Boomkat Product Review:
The dub dentist's deep blue 1974 reggae masterpiece bubbles up on a crucial remastered reissue, available for first time since the 2004 pressings on Mark Ernestus’ Basic Replay. Hudson's mood is tormented and dazed - making for a magnificently and deadly serious album that’s hauntingly unique, unmissable, unforgettable.
Renowned among the greatest roots reggae albums of all time, Hudson’s seminal side now sees a necessary, timely reissue. Still brimming with a dusky blues soul and intoxicating atmosphere, it followed a series of solid-gold productions for Ken Boothe, Delroy Wilson, John Holt, U-Roy and many others, and documents Hudson's removal from JA to London, New York studios and transatlantic audiences, inaugurating a sequence of albums - classics like Pick A Dub, Brand, Playing It Cool - which demonstrated his troubled experimentalism was so much better suited to the LP than the cardinal 7" reggae format.
Hailing from a musical family, Hudson trained as a dentist but found his calling in the studio, establishing his own label Imbidimts with a recording of Ken Boothe’s ‘Old Fashioned way’ before going on to work with legendary singers John Holt, Delroy Wilson and Alton Ellis, and toaster deejays U-Roy and Dennis Alcapone, who he produced in a trademark lean and mean, bad to the bone bass and drums style. ‘Flesh Of My Blood’ would come out on Brent Clarke’s Tottenham based Atra label, and marked an early highpoint of his work, melding strong soul influences with reggae proper in a supremely moody vibe that’s lost none of its late night pull.

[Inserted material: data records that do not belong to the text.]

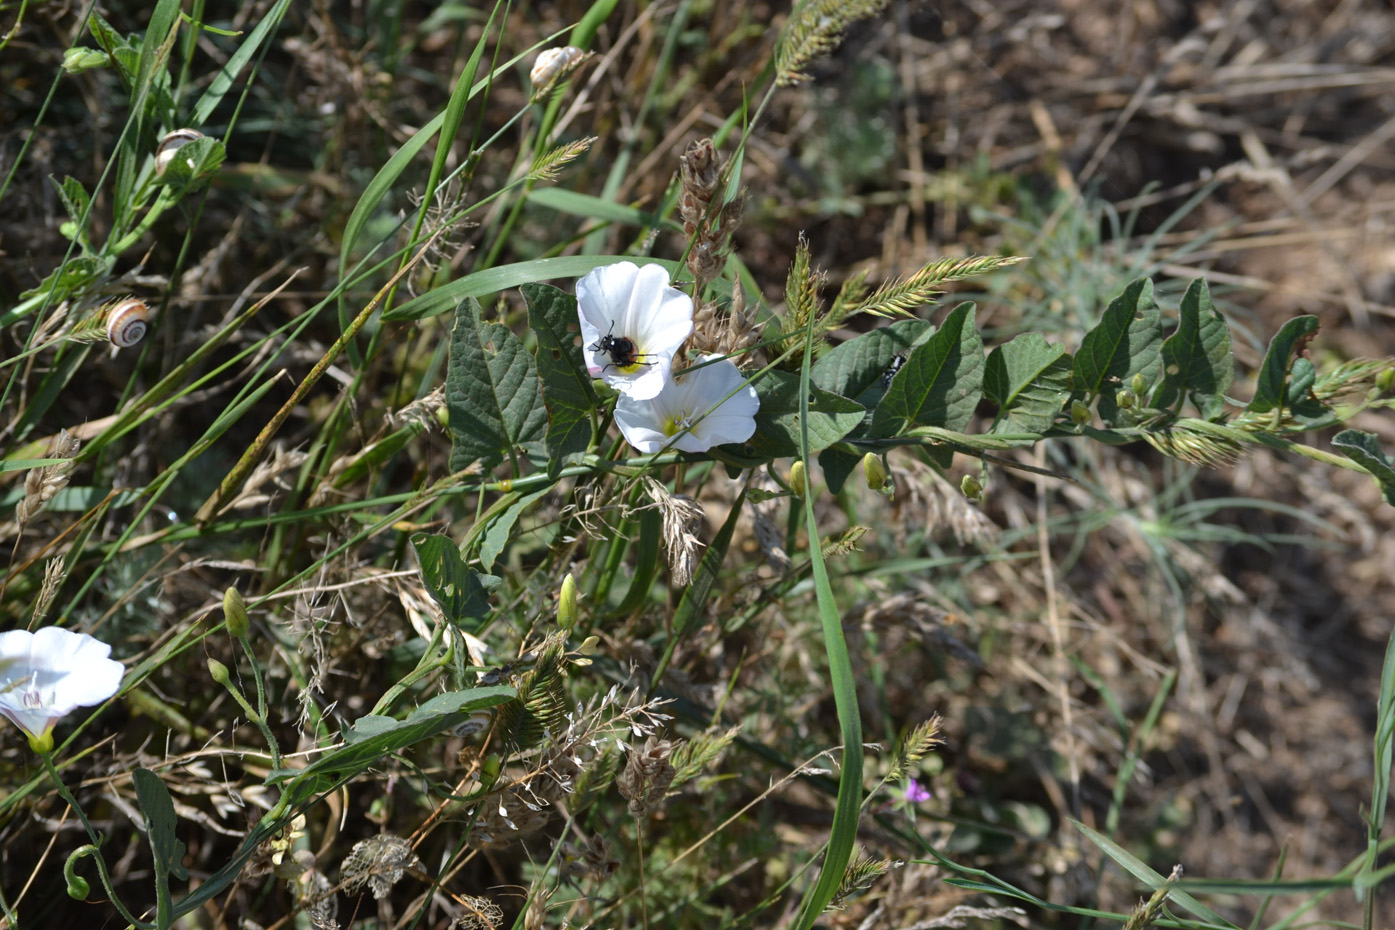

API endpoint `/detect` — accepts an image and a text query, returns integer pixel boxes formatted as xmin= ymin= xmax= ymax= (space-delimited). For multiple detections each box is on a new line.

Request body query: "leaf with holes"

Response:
xmin=1154 ymin=278 xmax=1233 ymax=419
xmin=1248 ymin=315 xmax=1320 ymax=415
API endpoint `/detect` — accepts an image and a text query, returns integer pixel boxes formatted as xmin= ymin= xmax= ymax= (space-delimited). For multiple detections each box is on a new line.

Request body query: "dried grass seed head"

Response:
xmin=16 ymin=429 xmax=81 ymax=528
xmin=616 ymin=735 xmax=677 ymax=818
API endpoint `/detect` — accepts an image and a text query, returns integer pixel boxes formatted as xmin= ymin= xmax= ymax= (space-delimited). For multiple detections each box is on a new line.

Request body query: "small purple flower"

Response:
xmin=904 ymin=778 xmax=931 ymax=804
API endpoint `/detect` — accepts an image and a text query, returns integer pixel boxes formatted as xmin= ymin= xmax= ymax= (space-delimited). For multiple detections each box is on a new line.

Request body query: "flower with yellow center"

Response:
xmin=614 ymin=355 xmax=759 ymax=453
xmin=577 ymin=261 xmax=693 ymax=401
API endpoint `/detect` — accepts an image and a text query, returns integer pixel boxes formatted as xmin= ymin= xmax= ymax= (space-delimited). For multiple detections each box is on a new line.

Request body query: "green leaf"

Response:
xmin=1246 ymin=315 xmax=1319 ymax=414
xmin=445 ymin=298 xmax=546 ymax=472
xmin=411 ymin=532 xmax=492 ymax=622
xmin=1333 ymin=430 xmax=1395 ymax=506
xmin=742 ymin=371 xmax=865 ymax=459
xmin=1073 ymin=820 xmax=1236 ymax=928
xmin=812 ymin=317 xmax=931 ymax=409
xmin=18 ymin=254 xmax=115 ymax=302
xmin=871 ymin=302 xmax=984 ymax=436
xmin=528 ymin=187 xmax=680 ymax=233
xmin=1073 ymin=278 xmax=1164 ymax=425
xmin=54 ymin=176 xmax=91 ymax=225
xmin=1283 ymin=356 xmax=1332 ymax=426
xmin=133 ymin=768 xmax=188 ymax=883
xmin=479 ymin=487 xmax=551 ymax=572
xmin=817 ymin=444 xmax=863 ymax=494
xmin=269 ymin=686 xmax=517 ymax=785
xmin=189 ymin=0 xmax=292 ymax=125
xmin=522 ymin=283 xmax=596 ymax=473
xmin=383 ymin=256 xmax=682 ymax=322
xmin=1154 ymin=278 xmax=1233 ymax=419
xmin=153 ymin=136 xmax=226 ymax=188
xmin=133 ymin=765 xmax=187 ymax=927
xmin=983 ymin=332 xmax=1072 ymax=435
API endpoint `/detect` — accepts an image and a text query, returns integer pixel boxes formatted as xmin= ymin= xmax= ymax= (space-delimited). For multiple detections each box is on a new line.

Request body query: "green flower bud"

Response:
xmin=961 ymin=473 xmax=983 ymax=502
xmin=789 ymin=461 xmax=807 ymax=498
xmin=64 ymin=849 xmax=92 ymax=899
xmin=1378 ymin=368 xmax=1395 ymax=394
xmin=1070 ymin=399 xmax=1091 ymax=426
xmin=223 ymin=586 xmax=250 ymax=638
xmin=862 ymin=453 xmax=888 ymax=491
xmin=66 ymin=871 xmax=90 ymax=899
xmin=1131 ymin=373 xmax=1148 ymax=397
xmin=557 ymin=573 xmax=578 ymax=631
xmin=207 ymin=658 xmax=230 ymax=684
xmin=61 ymin=47 xmax=110 ymax=74
xmin=1116 ymin=389 xmax=1135 ymax=410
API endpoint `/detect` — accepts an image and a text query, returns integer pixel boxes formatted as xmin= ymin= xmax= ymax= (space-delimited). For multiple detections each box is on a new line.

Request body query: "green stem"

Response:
xmin=40 ymin=754 xmax=155 ymax=929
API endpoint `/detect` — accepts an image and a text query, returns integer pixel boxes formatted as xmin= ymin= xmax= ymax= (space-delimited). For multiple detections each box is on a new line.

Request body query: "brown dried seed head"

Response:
xmin=680 ymin=138 xmax=720 ymax=198
xmin=616 ymin=736 xmax=676 ymax=818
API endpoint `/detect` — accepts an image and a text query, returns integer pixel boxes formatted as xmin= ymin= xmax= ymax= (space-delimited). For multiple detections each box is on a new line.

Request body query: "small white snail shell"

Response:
xmin=155 ymin=128 xmax=204 ymax=175
xmin=530 ymin=46 xmax=586 ymax=92
xmin=105 ymin=298 xmax=149 ymax=348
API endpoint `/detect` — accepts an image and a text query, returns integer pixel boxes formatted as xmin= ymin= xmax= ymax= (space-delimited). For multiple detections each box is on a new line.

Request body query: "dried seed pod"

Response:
xmin=105 ymin=298 xmax=149 ymax=347
xmin=529 ymin=47 xmax=586 ymax=95
xmin=156 ymin=128 xmax=204 ymax=175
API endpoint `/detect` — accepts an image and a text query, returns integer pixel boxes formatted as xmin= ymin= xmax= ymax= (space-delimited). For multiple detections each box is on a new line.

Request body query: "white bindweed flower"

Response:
xmin=614 ymin=355 xmax=759 ymax=453
xmin=577 ymin=261 xmax=693 ymax=400
xmin=0 ymin=627 xmax=124 ymax=752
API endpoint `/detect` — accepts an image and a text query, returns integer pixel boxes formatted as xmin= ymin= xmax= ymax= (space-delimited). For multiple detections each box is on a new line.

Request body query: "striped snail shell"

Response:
xmin=155 ymin=128 xmax=204 ymax=176
xmin=451 ymin=710 xmax=494 ymax=738
xmin=105 ymin=298 xmax=149 ymax=348
xmin=529 ymin=46 xmax=585 ymax=93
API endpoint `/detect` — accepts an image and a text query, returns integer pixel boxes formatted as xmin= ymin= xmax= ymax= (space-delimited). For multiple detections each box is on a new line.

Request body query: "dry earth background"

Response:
xmin=4 ymin=0 xmax=1395 ymax=926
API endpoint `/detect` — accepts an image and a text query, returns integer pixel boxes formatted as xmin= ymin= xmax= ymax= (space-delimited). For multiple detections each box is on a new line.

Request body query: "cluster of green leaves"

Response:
xmin=445 ymin=272 xmax=1395 ymax=507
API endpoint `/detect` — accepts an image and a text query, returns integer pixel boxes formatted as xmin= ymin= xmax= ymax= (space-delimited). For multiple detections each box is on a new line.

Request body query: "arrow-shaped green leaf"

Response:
xmin=446 ymin=297 xmax=546 ymax=472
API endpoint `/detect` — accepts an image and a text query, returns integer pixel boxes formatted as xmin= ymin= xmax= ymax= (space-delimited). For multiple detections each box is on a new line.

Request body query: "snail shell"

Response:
xmin=155 ymin=128 xmax=204 ymax=175
xmin=105 ymin=298 xmax=149 ymax=348
xmin=451 ymin=710 xmax=494 ymax=738
xmin=530 ymin=46 xmax=586 ymax=92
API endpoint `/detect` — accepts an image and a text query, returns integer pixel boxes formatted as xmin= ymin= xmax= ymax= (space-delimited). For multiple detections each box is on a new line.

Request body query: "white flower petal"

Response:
xmin=0 ymin=628 xmax=123 ymax=741
xmin=614 ymin=356 xmax=760 ymax=453
xmin=576 ymin=261 xmax=693 ymax=399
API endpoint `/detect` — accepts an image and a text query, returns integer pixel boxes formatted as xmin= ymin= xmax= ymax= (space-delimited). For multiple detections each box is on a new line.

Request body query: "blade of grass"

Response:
xmin=790 ymin=295 xmax=863 ymax=930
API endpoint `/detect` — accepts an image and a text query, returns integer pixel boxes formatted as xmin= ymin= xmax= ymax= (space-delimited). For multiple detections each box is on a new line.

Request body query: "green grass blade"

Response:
xmin=790 ymin=304 xmax=863 ymax=930
xmin=381 ymin=255 xmax=681 ymax=322
xmin=1073 ymin=819 xmax=1238 ymax=928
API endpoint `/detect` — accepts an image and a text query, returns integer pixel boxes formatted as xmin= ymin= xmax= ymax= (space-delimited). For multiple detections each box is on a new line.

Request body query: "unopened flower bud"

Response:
xmin=557 ymin=573 xmax=578 ymax=631
xmin=862 ymin=452 xmax=888 ymax=491
xmin=1130 ymin=373 xmax=1148 ymax=397
xmin=961 ymin=473 xmax=983 ymax=502
xmin=1378 ymin=368 xmax=1395 ymax=394
xmin=1116 ymin=389 xmax=1135 ymax=410
xmin=223 ymin=586 xmax=250 ymax=638
xmin=789 ymin=460 xmax=807 ymax=498
xmin=1070 ymin=399 xmax=1091 ymax=426
xmin=207 ymin=658 xmax=230 ymax=684
xmin=62 ymin=47 xmax=110 ymax=74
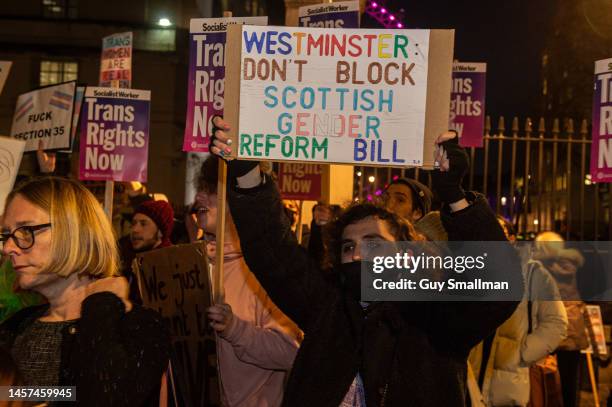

We advise running straight to the flickering guitar licks and heads down bass of its definitive centrepiece ‘Darkest Night’, with its ohrwurming chorus for the strongest flavour, also found reduced to essentials on the dub with masterful touches of glaring synth, but anywhere you look, it’s pure gold. From the spectral electro-acoustics of ‘Hunting’ evoking midnight jungle atmospheres, to the lissom reggae soul of ‘Testing My Faith’ and the shimmering depths of his dubwise ’Nocturne (Talk Some Sense Version)’ it’s all cut of peerless cloth and holds treasures awaiting to be found.